Recording R&D as a long-term asset rather than an immediate expense reveals the recent contrast between stable R&D spending and flagging capital expenditures for plants and equipment, says Ron Graziano, director of accounting and tax at HOLT Analysis, an equity analysis unit of Credit Suisse in Chicago.

Since the recession, “we see capital expenditures struggling,” he says. On the other hand, “R&D is almost as stable as dividends” in terms of how companies deploy their cash, he says. “It’s becoming an important part of a company’s investment story.”

In recent years, HOLT has uncovered a deep bench of manufacturing companies generating above-average cash flow returns on R&D spending. They include aircraft maker Boeing Co.; vehicle makers BMW Group, Ford, GM, Polaris, Volkswagen and Volvo AB; equipment makers Caterpillar Inc. and Cummins Inc.; and industrial suppliers including 3M Co., Acuity Brands Inc., Johnson Controls Inc., Lear Corp., Rolls-Royce Holdings Plc, Schlumberger Ltd. and Wabtec Corp.

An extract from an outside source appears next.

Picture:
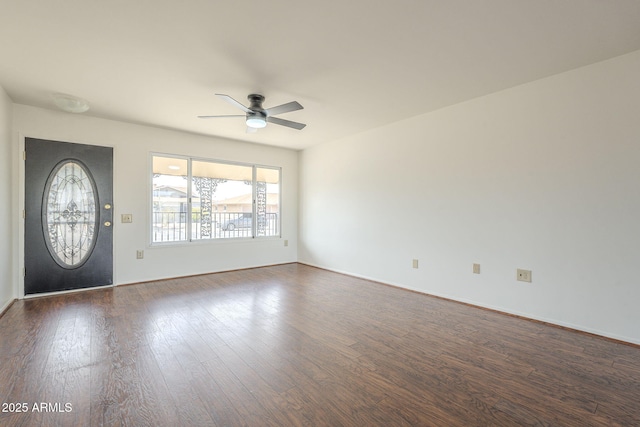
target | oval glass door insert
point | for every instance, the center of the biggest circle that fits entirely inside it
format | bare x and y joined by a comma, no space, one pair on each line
69,214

“The U.S. seems to be spending a lot more on R&D than Europe,” Graziano says. But, he added, the benefits are best seen as “singles, not home runs.”

Researchers in academia and government are also trying to illuminate how R&D pays off. A system developed by Dale W. Jorgenson, a professor at Harvard University and chairman of the Bureau of Economic Analysis Advisory Committee, and Steve Landefeld, former director of the U.S. Bureau of Economic Analysis, combines traditional measures of labor productivity with other business data. Called multifactor productivity for manufacturing, the system culls data from the Bureau of Labor Statistics, the Bureau of Economic Analysis, the Federal Reserve Board and the Census Bureau. Eventually, the multifactor project designers hope to include data on educational attainment, health and the environment in a composite measure of national productivity. Similar projects are underway in other industrialized nations.

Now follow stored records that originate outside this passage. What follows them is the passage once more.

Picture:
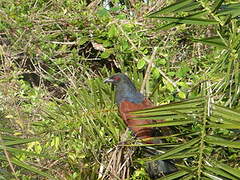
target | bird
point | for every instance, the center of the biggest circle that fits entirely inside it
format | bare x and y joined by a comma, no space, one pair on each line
128,99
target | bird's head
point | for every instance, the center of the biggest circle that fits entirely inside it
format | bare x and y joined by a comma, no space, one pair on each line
125,89
117,79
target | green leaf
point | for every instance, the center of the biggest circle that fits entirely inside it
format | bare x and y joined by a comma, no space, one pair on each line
167,123
83,40
171,25
220,172
213,41
222,142
226,113
224,126
197,21
175,175
28,167
217,5
171,7
182,95
141,63
112,32
106,54
233,171
174,151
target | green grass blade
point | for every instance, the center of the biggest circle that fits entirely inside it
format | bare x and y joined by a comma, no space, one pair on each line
28,167
171,7
220,172
217,5
169,123
175,175
222,142
175,151
184,20
226,113
232,171
224,126
213,41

“Manufacturing innovation has a pretty big rate of return for the economy,” says Leo Sveikauskas, an economist at the Bureau of Labor Statistics who helped develop the multifactor system. “R&D pays off pretty well for the firms that undertake it, and it gives benefits to other firms and to consumers. The manufacturing sector does R&D for the rest of the economy.”

 

Can Government Drive Success?

R&D is risky business. Despite constant hopes for drug breakthroughs, no pharmaceutical company has ever made the annual PwC Top 10 survey of most innovative companies, Jaruzelski says. “A lot of pharma companies pour huge amounts of money in and nothing important comes out.”

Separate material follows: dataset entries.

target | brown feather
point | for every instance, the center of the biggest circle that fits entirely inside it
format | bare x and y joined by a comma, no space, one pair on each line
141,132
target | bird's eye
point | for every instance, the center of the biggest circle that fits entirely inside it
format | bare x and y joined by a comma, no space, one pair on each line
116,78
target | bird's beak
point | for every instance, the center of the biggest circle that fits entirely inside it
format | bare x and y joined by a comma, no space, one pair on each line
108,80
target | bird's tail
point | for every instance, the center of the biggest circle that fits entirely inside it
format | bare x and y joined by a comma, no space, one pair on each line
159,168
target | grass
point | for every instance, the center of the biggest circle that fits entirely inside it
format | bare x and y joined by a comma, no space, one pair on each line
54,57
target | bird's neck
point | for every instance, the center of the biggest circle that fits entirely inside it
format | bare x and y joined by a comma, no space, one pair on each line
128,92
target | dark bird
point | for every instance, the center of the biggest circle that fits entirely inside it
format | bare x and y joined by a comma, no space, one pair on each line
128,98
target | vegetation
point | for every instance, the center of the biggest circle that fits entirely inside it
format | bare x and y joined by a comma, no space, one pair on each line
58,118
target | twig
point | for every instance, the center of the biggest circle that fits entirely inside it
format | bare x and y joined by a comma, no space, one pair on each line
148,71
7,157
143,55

What makes a winning innovator? Washington University’s Knott says success breeds success over the long run. “R&D spending will increase with R&D productivity,” she says. Companies with long-tenured CEOs who reject short-term financial obsessions stand a better chance of successful R&D programs, she says. “One thing that seems to matter is consistency.”

Many argue that government must also play a part. “The best thing government can do is create an atmosphere for fundamental research,” says Waldman of the Manufacturers Alliance for Productivity and Innovation. It’s not a matter of boosting commercialization of R&D projects at certain favored companies, he says. 

Federal spending on R&D has dropped from nearly 18% of federal discretionary spending in 1965 to about 10% today, according to the American Association for the Advancement of Science. “We need to get our public investment in basic science back to where it was in the 1960s,” Waldman says. “Just invest in scientific advancement, not industry A versus industry B.”

A second role for government is education. “The single thing you want most is to ensure that a pool of scientific talent is available,” says Strategy&’s  Jaruzelski. “Science is not innovation. Science is the stuff people pull off the shelf to create innovations.”
 


Bill Barnhart, a Chicago-based financial writer, was a business editor and columnist for the Chicago Tribune for 30 years. He is the author of MSCI’s 100th anniversary history, “Links in the Long Chain.”